I don’t want to get into this whole Sarah Palin-insipired argument, where you like her because she’s like us and we don’t care if she’s not qualified, she’s not “elitist.” We have to very careful when we talk about low brow that we’re not talking about elitism. So that the artists involved are in fact trained and educated, once again, for the right reasons.

But, on the flipside, what’s really creepy in the art world, is that there is this certain bizzaro logic that artists like Elizabeth Peyton or Banks Violet are somehow the connection that out-of-touch collectors have with the youth culture. People think that Banks Violet is actually cool. When in actual fact, if he ever went to one of these heavy-metal concerts, he’d be beat up. So, there’s a total sense of falseness that these artists are tapping into. The high tapping the low, but it’s fake.

I remember at one point I was talking with an artist friend about what was happening in cartooning with manga, which is truly revolutionary. At that point, Marian Boesky had Murakami’s show of his art assistants doing manga work, and she said, “Oh! You have to send all of your students over to see this show!” And it’s like, uh, why should I send them? That show is the fake version, the commodified version, the whimpy version to appeal to rich, uptight collectors! It’s not anything authentic. What’s authentic is in ‘zines coming out. It’s like saying, “oh you like punk rock?

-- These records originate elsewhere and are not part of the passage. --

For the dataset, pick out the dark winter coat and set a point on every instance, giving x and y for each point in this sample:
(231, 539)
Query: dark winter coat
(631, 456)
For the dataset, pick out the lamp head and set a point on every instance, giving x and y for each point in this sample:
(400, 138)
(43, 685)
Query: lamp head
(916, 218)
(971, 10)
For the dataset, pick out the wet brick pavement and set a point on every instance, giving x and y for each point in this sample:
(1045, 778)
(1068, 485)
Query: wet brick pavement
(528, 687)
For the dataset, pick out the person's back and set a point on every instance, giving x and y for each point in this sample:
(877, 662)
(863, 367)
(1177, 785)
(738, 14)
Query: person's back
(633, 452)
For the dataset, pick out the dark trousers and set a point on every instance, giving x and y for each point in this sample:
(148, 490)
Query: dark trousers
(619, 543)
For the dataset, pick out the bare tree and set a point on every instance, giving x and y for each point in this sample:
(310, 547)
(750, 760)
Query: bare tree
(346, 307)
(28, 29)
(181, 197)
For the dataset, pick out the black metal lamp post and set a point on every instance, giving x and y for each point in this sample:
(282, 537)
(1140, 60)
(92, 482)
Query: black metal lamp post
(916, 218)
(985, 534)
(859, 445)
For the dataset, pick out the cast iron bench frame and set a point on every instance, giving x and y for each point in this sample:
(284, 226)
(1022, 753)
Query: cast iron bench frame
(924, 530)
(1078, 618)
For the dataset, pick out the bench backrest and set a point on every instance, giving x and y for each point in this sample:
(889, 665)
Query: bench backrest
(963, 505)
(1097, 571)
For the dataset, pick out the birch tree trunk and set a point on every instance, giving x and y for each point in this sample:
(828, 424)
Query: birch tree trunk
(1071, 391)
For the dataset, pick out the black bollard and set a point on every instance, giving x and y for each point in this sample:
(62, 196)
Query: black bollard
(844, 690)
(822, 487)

There’s that Mama Mia on Broadway you should see.” What’s happening is that there’s these highfalutin, rich art kids going to these fancy schools, hooking into a little bit of pop culture and doing their first few shows on it. You walk into these shows and it’s like, “oh, ok. You’re doing a skateboard ramp. Isn’t that fantastic.” So, you know these tired, old collectors can feel like they know what’s going on with “kids today.” It’s sad.
I chose to dwell in academia because it’s a world of ideas and not a world of commerce. 

All of these issues are things that I’ve had to wrestle with a lot, because I’ve been doing a traditional, fine art trajectory and creating work that doesn’t necessarily fit into any of these boxes. If you were to define what Low Brow art is, and start putting people into these boxes, than I don’t think I would fit in there, even if people lump me in to that category. First of all, because I’m gay. Everyone in the movement is a straight male doing images of girls. Or girls doing images of themselves. Essentially there’s an underlying misogyny that I don’t agree with, and that my work doesn’t reflect. I’m getting sick of seeing all these Christina Ricci portraits with surrealist bells and whistles attached. I’m over it. If that’s considered a movement, then what are we left with? Who’s included and who isn’t? It’s going to be interesting to see what kind of an impact this art will actually have.

1 Woodruff has often referenced the AIDS epidemic in his work, such as in his series The Secret Charts (1994) and Apple Canon (1996).